Don Boudreaux, a Real Economist, nails it.

As Thomas Sowell points out (I believe in Intellectuals and Society, where he notes that the 1920s was one of the most economically progressive decades in American history), “Progressives” often oppose genuine progress – such as the lower distribution costs, lower product prices, higher product quality, greater product selection, and better employment opportunities opened up by innovations in retailing.  The only sort of change that “Progressives” consistently celebrate as “progress” is a progressive increase in the role of government – specifically, an increase in the scope and depth of government’s intervention into the economic affairs of ordinary people.  Such an increase in government power is considered by “Progressives” to be “progressive” even if (as is often the case) the goals and the effects of the use of such government power are to resist the forces of creative destruction or to otherwise stymie economic progress that is not directed or controlled by the state.

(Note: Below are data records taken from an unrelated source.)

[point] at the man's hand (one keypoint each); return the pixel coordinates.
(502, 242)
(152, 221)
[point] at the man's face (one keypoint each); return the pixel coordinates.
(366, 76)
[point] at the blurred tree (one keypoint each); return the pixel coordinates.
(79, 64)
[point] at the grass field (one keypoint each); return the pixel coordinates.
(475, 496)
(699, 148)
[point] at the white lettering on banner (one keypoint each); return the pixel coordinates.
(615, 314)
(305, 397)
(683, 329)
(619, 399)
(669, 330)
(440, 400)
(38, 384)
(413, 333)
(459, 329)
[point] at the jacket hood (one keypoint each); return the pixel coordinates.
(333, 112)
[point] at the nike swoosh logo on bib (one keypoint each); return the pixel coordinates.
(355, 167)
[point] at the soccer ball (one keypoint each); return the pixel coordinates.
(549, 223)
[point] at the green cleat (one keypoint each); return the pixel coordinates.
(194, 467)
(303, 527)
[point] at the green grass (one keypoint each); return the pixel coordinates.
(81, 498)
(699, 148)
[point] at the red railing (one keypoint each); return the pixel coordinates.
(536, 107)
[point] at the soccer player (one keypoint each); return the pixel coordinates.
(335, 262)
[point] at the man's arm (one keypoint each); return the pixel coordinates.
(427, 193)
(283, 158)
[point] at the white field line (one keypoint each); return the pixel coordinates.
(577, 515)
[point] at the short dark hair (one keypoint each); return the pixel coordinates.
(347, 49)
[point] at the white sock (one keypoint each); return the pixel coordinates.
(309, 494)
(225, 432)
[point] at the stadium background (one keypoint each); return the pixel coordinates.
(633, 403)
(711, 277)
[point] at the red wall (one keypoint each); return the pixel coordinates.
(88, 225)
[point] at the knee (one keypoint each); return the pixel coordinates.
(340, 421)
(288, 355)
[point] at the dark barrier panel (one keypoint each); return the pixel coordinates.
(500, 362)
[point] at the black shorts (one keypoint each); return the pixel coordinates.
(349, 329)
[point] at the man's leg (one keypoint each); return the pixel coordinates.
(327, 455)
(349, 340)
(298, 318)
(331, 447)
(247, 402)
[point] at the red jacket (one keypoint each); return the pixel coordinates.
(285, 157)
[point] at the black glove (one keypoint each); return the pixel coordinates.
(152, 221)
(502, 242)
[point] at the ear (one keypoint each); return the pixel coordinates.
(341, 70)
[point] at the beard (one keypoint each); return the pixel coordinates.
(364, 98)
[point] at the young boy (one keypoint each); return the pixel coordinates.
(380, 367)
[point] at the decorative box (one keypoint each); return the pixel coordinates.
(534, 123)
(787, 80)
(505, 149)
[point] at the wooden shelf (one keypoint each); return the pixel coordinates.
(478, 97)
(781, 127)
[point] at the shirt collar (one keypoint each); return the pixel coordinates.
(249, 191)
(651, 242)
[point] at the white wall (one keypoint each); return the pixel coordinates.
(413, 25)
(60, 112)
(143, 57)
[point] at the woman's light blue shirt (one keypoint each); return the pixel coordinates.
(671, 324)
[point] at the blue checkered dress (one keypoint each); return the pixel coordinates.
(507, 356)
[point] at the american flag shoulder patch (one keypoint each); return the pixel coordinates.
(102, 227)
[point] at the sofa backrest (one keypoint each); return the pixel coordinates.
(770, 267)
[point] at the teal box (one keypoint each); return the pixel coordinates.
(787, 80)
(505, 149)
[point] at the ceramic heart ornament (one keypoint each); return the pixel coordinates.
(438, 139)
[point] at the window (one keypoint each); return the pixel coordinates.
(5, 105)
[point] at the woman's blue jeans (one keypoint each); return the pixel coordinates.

Note another feature of “Progressives’” frequent opposition to innovations in retailing: it is opposition to what in accuracy should be called “shared prosperity.”  When the likes of Wal-Mart devises innovative means of creating and taking advantage of economies of scale in distribution, or Home Depot imports for resale in the U.S. more lower-cost goods assembled abroad, the benefits of these lower costs (and, also typically, of higher qualities) are shared with millions of consumers throughout America (and wherever else these firms have stores) in the form of lower prices and wider product selection.  Such a widespread sharing of prosperity was certainly a consequence of the spread of mail-order innovators, such as Sears, in the late nineteenth century and of supermarkets, such as A&P, in the twentieth century – all despite the hysteria at those times over the demise of local merchants and over the alleged permanent loss of jobs that such retailing innovations were said to cause.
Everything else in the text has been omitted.